2. Internal Open Circuit

Fenómeno: The capacitance measured by a multimeter is 0; when the start capacitor is open-circuited, the motor hums but does not rotate after being powered on; when the run capacitor is open-circuited, the motor can start but runs at low speed and with insufficient power.

Main Causes: The welding point of the internal lead of the capacitor falls off, or the dielectric becomes brittle and breaks.

Hazards: If the start capacitor is open-circuited and power is not cut off in time, the motor locked-rotor current will rise rapidly, burning out the windings in a short time.

3. Internal Short Circuit

Fenómeno: The capacitance displayed by a multimeter is abnormally large, or directly shows a short circuit; the fuse blows instantly after power-on, and the capacitor heats up rapidly.

Main Causes: The capacitor is broken down due to insufficient voltage withstand capability, or internal impurities cause plate short circuit.

Hazards: Directly cause circuit short circuit, may damage the motor drive circuit, and even pose an electric shock risk.
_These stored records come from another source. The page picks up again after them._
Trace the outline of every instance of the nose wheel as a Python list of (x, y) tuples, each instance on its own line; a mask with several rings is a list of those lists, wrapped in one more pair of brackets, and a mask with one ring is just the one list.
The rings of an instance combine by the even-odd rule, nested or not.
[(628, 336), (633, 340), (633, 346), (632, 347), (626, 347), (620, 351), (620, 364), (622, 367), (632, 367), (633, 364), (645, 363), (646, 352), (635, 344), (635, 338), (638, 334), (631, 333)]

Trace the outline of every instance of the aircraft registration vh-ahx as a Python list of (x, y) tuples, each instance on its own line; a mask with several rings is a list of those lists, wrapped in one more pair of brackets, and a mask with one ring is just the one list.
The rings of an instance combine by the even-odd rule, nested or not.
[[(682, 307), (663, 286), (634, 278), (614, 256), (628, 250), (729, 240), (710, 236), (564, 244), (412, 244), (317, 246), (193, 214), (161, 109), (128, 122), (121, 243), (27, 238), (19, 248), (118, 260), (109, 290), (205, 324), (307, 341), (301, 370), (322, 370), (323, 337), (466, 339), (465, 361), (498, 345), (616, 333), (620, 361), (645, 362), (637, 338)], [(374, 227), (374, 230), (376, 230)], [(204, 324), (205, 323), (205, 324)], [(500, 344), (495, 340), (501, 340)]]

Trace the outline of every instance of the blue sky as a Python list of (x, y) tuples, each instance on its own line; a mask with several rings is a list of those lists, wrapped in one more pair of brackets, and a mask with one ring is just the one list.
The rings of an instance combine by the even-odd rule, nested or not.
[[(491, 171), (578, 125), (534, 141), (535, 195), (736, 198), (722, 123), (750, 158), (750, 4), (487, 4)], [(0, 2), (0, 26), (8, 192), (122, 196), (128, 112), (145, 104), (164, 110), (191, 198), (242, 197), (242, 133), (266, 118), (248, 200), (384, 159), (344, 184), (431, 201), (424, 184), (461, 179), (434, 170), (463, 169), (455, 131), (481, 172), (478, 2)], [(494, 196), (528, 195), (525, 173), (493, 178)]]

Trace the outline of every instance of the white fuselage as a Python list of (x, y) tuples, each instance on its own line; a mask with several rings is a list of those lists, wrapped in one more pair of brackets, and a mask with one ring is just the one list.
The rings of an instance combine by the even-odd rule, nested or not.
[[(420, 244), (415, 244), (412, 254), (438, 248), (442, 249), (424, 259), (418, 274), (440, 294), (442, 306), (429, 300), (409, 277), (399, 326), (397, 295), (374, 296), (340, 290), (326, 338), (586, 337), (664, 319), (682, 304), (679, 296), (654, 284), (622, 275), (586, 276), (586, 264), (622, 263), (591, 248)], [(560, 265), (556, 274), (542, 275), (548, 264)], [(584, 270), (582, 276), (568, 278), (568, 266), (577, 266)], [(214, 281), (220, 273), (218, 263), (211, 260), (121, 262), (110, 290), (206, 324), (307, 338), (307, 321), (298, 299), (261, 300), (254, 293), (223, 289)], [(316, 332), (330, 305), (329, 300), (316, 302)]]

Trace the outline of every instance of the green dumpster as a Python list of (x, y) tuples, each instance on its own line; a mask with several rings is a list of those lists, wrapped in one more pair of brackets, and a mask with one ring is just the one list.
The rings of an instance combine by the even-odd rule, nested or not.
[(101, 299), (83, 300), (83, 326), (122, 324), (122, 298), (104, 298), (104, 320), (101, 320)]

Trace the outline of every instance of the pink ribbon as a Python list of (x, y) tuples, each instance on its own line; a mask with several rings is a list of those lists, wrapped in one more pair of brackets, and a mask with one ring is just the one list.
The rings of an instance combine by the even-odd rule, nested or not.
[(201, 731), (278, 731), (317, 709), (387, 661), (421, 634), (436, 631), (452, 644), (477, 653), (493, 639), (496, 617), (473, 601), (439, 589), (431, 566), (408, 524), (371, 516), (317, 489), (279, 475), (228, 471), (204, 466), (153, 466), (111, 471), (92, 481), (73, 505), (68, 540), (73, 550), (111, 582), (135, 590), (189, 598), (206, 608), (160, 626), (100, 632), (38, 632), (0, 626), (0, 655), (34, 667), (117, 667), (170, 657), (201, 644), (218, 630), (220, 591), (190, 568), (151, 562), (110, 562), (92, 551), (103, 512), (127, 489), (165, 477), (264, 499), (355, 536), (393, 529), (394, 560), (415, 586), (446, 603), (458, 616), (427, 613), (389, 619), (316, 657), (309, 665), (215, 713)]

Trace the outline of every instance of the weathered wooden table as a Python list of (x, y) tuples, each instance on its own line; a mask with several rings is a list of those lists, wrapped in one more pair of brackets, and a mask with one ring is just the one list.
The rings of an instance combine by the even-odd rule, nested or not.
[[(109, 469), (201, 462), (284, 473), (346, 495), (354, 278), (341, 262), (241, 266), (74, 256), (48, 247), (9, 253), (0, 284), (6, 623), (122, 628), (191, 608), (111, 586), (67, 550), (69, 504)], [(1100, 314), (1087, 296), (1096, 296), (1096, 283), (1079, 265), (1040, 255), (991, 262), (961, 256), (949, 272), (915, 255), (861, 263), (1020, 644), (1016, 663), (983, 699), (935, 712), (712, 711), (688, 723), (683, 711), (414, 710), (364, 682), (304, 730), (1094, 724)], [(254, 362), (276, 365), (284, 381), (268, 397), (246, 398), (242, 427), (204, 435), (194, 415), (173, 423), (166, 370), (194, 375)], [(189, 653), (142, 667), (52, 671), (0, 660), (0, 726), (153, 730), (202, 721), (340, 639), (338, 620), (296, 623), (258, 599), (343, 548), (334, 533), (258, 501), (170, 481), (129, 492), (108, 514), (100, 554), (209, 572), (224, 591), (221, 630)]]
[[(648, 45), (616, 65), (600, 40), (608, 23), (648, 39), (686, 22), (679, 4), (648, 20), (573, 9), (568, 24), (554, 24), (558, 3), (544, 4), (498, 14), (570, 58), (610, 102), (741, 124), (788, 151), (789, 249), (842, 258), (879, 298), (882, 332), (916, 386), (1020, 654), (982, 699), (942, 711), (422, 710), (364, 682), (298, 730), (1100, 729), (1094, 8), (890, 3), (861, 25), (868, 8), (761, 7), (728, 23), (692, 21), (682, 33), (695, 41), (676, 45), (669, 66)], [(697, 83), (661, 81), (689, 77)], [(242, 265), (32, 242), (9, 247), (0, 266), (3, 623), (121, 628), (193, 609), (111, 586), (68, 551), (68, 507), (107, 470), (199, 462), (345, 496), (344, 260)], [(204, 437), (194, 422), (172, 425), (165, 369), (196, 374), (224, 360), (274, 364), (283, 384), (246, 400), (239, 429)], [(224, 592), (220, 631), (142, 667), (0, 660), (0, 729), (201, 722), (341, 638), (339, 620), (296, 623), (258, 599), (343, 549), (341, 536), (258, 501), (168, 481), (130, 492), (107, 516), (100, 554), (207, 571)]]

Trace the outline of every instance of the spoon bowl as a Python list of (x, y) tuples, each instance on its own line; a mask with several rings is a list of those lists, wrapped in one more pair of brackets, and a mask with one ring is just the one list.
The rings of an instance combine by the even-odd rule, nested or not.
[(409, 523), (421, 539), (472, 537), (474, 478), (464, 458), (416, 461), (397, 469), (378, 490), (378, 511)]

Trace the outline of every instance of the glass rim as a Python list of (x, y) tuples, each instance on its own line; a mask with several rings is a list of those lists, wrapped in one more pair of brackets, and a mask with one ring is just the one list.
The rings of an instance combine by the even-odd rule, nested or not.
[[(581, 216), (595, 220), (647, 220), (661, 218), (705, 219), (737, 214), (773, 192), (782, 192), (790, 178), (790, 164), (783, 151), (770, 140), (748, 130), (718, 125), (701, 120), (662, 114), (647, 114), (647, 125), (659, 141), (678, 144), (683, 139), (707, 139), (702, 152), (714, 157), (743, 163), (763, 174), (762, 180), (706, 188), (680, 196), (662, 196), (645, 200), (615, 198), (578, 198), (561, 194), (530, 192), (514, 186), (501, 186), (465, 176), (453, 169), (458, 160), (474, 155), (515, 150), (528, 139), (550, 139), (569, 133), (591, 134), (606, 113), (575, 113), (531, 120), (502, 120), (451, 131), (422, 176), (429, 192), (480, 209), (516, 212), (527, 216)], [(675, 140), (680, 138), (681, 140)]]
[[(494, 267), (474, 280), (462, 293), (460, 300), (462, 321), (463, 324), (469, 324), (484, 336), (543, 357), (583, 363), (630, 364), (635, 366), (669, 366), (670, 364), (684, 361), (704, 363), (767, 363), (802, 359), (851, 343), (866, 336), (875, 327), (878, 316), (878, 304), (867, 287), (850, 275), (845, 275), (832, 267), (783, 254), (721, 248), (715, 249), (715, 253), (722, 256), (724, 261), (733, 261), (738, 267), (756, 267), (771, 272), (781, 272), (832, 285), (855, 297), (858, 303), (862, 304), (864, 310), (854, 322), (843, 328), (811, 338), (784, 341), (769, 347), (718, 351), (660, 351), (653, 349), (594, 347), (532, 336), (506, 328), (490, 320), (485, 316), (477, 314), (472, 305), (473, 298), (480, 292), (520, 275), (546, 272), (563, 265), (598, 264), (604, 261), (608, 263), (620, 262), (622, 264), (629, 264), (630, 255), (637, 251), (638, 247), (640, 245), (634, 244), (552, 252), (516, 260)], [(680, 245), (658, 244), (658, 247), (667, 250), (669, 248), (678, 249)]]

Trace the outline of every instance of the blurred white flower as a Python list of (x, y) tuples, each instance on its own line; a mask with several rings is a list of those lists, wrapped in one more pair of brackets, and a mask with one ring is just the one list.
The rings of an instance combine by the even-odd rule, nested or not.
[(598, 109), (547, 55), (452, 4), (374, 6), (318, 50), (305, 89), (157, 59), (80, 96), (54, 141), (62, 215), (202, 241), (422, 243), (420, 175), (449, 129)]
III. Key Points for Fault Troubleshooting

1. Prioritize visual inspection: Capacitors with bulging, leakage, or carbonization must be replaced immediately and are prohibited from continued use.
2. Confirm with instrument detection: Measure with the capacitance range of a multimeter, and it is recommended to replace the capacitor if the capacitance deviation exceeds ±10%.
3. Strictly match parameters during replacement: The type, capacitance, and voltage withstand value of the capacitor must be consistent with the motor nameplate. It is strictly prohibited to mix start capacitors and run capacitors.